Dublin Circuit Criminal Court heard that the tourists had tried several times to hail taxis to escape their attackers who were throwing glass bottles, but the drivers “didn’t want to know”.
Sergeant Amanda Flood told Kerida Naidoo, prosecuting, that the brothers were walking in Temple Bar when they stumbled on an apparent mugging at Merchants’ Arch.
When Garth Russell intervened and threatened to call gardaí, the youths began assaulting the brothers.
The groups separated after a brief scuffle, but the gang armed themselves with glass bottles and chased the Americans down the quays.
Garth Russell was struck in the face and head with a broken bottle, after which “everything went dark”. Patrick was struck in the arm as he tried to defend himself from a punch.
Judge McCartan said the brothers had arrived in Dublin on the day of the attack as holidaymakers, intent on enjoying the hospitality and welcome of the city.

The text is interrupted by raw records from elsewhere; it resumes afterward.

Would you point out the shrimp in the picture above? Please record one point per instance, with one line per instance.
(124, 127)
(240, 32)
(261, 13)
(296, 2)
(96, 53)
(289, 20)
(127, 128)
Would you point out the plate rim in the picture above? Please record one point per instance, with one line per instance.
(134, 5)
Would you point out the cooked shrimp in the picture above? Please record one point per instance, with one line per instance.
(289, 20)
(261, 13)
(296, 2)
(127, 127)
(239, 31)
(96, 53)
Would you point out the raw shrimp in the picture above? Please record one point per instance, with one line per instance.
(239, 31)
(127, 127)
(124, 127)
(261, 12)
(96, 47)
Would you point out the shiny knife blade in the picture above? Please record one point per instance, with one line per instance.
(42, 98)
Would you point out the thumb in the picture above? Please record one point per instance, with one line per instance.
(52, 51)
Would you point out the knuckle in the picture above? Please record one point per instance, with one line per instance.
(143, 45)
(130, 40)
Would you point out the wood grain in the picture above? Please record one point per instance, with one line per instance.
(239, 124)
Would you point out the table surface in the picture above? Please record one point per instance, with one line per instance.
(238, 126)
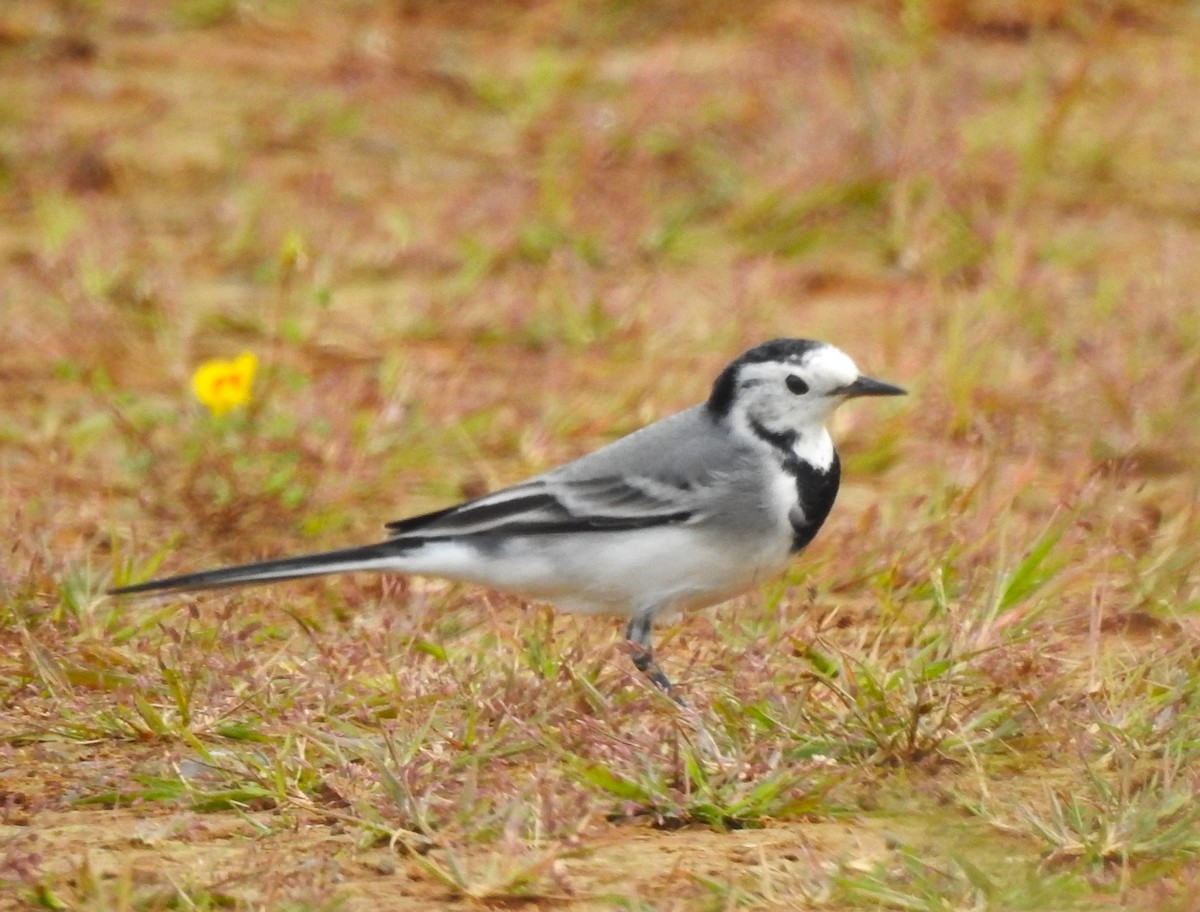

He said the attack left them both with “horrific injuries”, the photographs of which had been “too shocking” to show the jury.
The three accused were arrested and identified themselves on CCTV footage, though all maintained they were not the main protagonists.
The court heard that Dent, who has 26 previous minor convictions, is a promising footballer and is due to start college in September.
Padraig Dwyer, defending Dent, said his client went “off the rails” with a drink and drug problem but is now free from illicit drugs and regrets his involvement.
Gerry O’Brien, defending Finnegan, said his client comes from a respectable family. Finnegan has eight previous convictions.
Tara Burns, defending Fish, said he was remorseful and wanted to apologise to the brothers. She said Fish, who has 69 previous convictions, is being treated for alcohol addiction.